In June 2012, Hackett had tested positive for Methylhexaneamine at the National Collegiate Athletic Association (NCAA) Division I Outdoor Track & Field Championships, in Iowa, USA. The National Association of Athletics Administrations (NAAA) disciplinary panel handed the Louisiana State University (LSU) sprinter a provisional suspension, but later lifted it.
At the 2013 Trinidad and Tobago Championships, Hackett secured silver in the women’s 200 metres and finished fourth in the 100m final. She qualified for the World Championships in both events, and was selected on the T&T team that travelled to Moscow, Russia, for the global meet. But while Hackett was in Moscow, the IAAF—not in agreement with the NAAA’s decision to lift her suspension—lodged an appeal with the CAS. The re-suspended athlete left the Championships.
The 2012 positive was Hackett’s second doping offence. She had served a six-month ban after testing positive—also for Methylhexaneamine—at the 2011 T&T Championships.

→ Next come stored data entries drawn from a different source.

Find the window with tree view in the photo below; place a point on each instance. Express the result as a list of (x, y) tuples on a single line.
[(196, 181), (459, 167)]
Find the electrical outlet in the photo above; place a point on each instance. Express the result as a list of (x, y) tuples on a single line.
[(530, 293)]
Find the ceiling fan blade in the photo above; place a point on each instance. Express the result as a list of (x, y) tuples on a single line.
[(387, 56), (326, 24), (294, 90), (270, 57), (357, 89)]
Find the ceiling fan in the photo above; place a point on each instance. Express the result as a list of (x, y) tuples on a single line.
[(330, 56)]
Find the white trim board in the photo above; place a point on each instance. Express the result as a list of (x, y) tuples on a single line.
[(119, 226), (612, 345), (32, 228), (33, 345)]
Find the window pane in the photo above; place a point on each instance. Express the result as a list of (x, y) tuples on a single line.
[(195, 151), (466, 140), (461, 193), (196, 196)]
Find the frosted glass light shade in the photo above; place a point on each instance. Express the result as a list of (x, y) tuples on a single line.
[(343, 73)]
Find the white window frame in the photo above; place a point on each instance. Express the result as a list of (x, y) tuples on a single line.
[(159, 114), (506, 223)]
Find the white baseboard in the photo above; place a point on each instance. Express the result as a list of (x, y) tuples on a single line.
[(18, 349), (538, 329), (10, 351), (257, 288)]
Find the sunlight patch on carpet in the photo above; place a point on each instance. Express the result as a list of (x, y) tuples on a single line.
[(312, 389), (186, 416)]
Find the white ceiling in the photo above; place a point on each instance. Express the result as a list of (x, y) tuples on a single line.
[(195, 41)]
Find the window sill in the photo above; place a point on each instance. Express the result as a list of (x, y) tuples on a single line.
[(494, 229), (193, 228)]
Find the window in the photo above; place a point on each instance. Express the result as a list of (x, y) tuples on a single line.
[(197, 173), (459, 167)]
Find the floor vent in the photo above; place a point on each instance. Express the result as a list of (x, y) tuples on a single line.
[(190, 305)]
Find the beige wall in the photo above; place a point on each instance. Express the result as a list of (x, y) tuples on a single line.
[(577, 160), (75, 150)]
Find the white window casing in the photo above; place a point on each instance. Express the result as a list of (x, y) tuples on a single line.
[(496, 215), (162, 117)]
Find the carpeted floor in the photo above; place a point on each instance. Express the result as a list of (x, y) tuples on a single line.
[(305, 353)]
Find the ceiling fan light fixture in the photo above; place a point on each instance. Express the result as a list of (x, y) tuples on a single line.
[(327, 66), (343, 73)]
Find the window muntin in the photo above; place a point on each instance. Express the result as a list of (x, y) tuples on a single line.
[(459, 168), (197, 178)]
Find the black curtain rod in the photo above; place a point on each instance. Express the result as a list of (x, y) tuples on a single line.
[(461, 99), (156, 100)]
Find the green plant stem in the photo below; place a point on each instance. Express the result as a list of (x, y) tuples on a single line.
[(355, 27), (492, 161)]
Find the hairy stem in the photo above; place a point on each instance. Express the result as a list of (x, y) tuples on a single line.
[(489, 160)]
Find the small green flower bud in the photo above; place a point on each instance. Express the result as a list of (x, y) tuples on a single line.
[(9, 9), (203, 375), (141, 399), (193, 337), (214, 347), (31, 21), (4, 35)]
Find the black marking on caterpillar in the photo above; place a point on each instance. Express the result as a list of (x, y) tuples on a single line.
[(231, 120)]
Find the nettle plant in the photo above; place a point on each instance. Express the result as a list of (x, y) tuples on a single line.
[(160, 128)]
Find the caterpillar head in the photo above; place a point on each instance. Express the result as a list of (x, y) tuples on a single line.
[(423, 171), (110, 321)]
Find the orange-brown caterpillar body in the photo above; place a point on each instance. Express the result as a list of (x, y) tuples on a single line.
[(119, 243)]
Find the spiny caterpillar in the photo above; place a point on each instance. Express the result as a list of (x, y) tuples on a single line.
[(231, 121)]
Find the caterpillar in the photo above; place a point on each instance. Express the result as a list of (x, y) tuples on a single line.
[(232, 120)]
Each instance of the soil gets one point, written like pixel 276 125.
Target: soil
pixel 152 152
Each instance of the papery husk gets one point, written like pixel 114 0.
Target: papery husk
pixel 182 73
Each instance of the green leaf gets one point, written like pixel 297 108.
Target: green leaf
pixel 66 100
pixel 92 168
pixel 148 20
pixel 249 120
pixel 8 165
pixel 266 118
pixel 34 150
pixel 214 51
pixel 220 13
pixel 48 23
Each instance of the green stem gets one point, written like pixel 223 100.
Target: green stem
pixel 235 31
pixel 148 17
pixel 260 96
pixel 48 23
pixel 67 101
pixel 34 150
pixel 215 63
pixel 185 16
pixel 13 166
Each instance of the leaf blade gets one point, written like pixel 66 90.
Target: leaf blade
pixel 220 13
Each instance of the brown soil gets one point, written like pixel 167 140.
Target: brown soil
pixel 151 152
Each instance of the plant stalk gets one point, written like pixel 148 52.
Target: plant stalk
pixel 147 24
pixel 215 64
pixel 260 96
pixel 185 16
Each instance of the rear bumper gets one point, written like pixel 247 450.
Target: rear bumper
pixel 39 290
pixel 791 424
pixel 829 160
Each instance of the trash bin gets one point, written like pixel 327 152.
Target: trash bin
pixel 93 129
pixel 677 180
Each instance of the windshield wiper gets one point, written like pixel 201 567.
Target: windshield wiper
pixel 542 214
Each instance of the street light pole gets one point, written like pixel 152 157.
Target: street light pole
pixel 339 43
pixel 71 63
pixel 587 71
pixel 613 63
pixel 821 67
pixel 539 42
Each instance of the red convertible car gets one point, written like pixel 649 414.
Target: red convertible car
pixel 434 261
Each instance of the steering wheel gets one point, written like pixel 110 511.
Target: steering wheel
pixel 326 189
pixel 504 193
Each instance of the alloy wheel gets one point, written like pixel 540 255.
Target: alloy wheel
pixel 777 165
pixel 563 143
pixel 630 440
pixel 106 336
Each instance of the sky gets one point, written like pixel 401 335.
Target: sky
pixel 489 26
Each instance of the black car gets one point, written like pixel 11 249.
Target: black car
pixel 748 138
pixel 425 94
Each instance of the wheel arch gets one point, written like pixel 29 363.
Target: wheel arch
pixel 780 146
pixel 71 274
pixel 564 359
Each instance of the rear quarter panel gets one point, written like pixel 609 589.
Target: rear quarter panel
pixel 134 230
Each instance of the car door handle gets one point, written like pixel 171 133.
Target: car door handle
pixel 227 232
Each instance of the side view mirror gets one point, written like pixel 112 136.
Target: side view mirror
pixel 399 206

A source confirmed yesterday that the CAS hearing has been cancelled.
“Her legal team,” the source told the Express, “made an agreement with the IAAF. There is no information yet on any sanction, but the parties agreed to settle the case, asking the CAS to suspend the procedure while they sign the settlement documents.”
When the settlement is finalised, the IAAF will convey the decision to the CAS.
Another T&T sprinter, Kelly-Ann Baptiste was expected to appear before the NAAA disciplinary panel last month. However, that hearing did not take place.
It has been “postponed to an undetermined date,” the source explained, “due to ongoing investigations.”
Last year, Baptiste tested positive for a banned substance, and withdrew from the World Championships.
The 2011 World Championship women’s 100m bronze medallist is based in Florida, USA, and is part of the same training camp as American sprint star Tyson Gay.
Gay also tested positive for a banned substance in 2013. In fact, it was reported in a July 27 Associated Press report that Gay “had multiple positives”.
“One person familiar with the case told the AP that multiple positives over a short period of time are a sign of an athlete who wasn’t trying to hide anything but simply didn’t know he was taking a banned drug,” the AP report stated.
“Gay is cooperating with USADA (United States Anti-Doping Agency).
“Since news of his positive,” AP reported, “media reports have linked Gay to Clayton Gibson, an anti-aging doctor based in Atlanta.”